Mit der Wahl des richtigen Berufs tun sich viele schwer - immerhin handelt es sich um eine meist wegweisende Entscheidung. Das gilt erst recht für Menschen mit Überempfindlichkeiten oder Asthma. Bei der Berufswahl sollten Sie eventuelle gesundheitliche Einschränkungen auf jeden Fall berücksichtigen, um einen Abbruch der Ausbildung oder eine Umschulung zu vermeiden.

Unbedingt meiden: Stäube, Dämpfe, Lösungsmittel

Bei überempfindlichen Atemwegen sind Berufe ungeeignet, die den Umgang mit Stäuben, Dämpfen oder Lösungsmitteln erfordern. Ist die Lungenfunktion bereits eingeschränkt, sollte kein Beruf mit hoher körperlicher Beanspruchung gewählt werden. Da Asthma oft auch mit allergischen Reaktionen einhergeht, sollten Asthmatiker Substanzen meiden, die potenziell Allergien auslösen können.

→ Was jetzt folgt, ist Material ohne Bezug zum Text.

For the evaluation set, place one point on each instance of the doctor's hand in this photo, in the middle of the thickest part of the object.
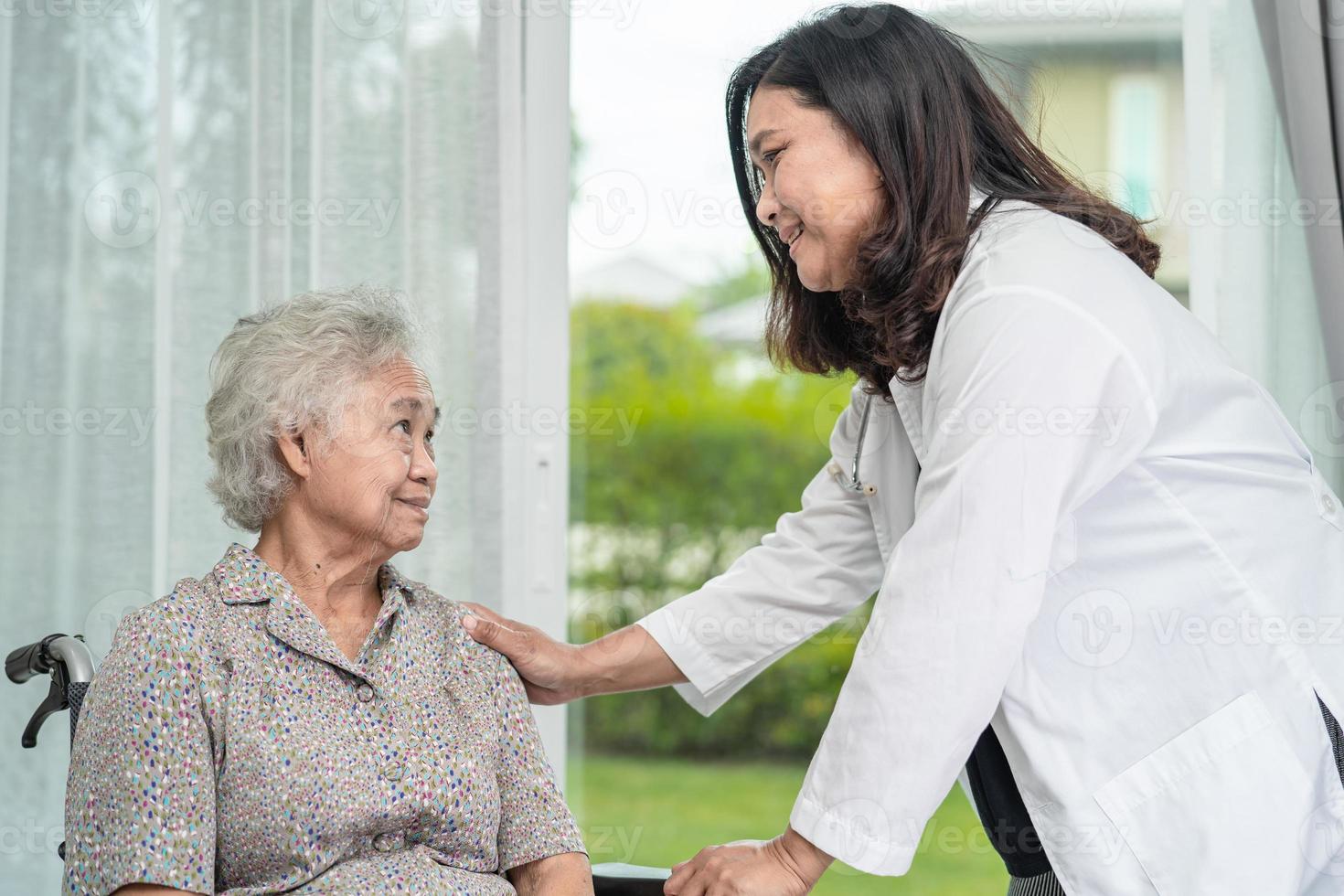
(555, 672)
(786, 865)
(549, 669)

Belastungen erkennen - Risiken vermeiden

Nicht immer ist sofort ersichtlich, welche Berufe geeignet und welche ungeeignet sind. Sie sollten immer Ihr individuelles Krankheitsprofil im Blick haben. Folgende Berufe gelten als eher ungeeignet für Personen mit Asthma und Allergien:

BerufPotenziell allergieauslösend
BäckerMehlstaub, Backmittel, Enzyme
LackiererFarben, Lacke, Lösungsmittel
FriseurHaarfarben, Bleichmittel, Duftstoffe, Kosmetika
Metall- und ElektroindustrieÖle, Lötwasser, Rostschutzmittel, Kühlmittel
HolzverarbeitungHolzstäube, Kleber, Lacke, Lösungsmittel
GesundheitsberufeReinigungs- und Desinfektionsmittel, Antibiotika, Latex
Tierpflege / LandwirtschaftTierallergene, Schimmelpilze, Pollen
ReinigungskräfteReinigungs- und Desinfektionsmittel

Traumjob trotz Asthma

Am Ende wird es sich auszahlen, wenn Sie bei der Berufswahl auf Ihre körperlichen Einschränkungen Rücksicht nehmen. Aber Ihre Möglichkeiten bleiben dennoch vielfältig - in fast jedem Berufsfeld gibt es geeignete Tätigkeiten mit geringer körperlicher und inhalativer Belastung:

  • Bürotätigkeiten (z.B. Bürokaufmann, Programmierer, journalistische Berufe)
  • Berufe im pädagogischen Bereich (z.B. Lehrer)
  • Wachtätigkeiten
  • Technische Berufe
  • Künstlerische Planungsberufe
  • Berufe im sozialen Bereich (z.B. beratende Berufe, Sozialpädagoge)
  • Berufe im medizinischen Bereich (z.B. Psychotherapeut, Logopäde)
  • Handwerkliche Berufe mit emissionsarmen Arbeitsplätzen (z.B. Optiker, Feinmechaniker)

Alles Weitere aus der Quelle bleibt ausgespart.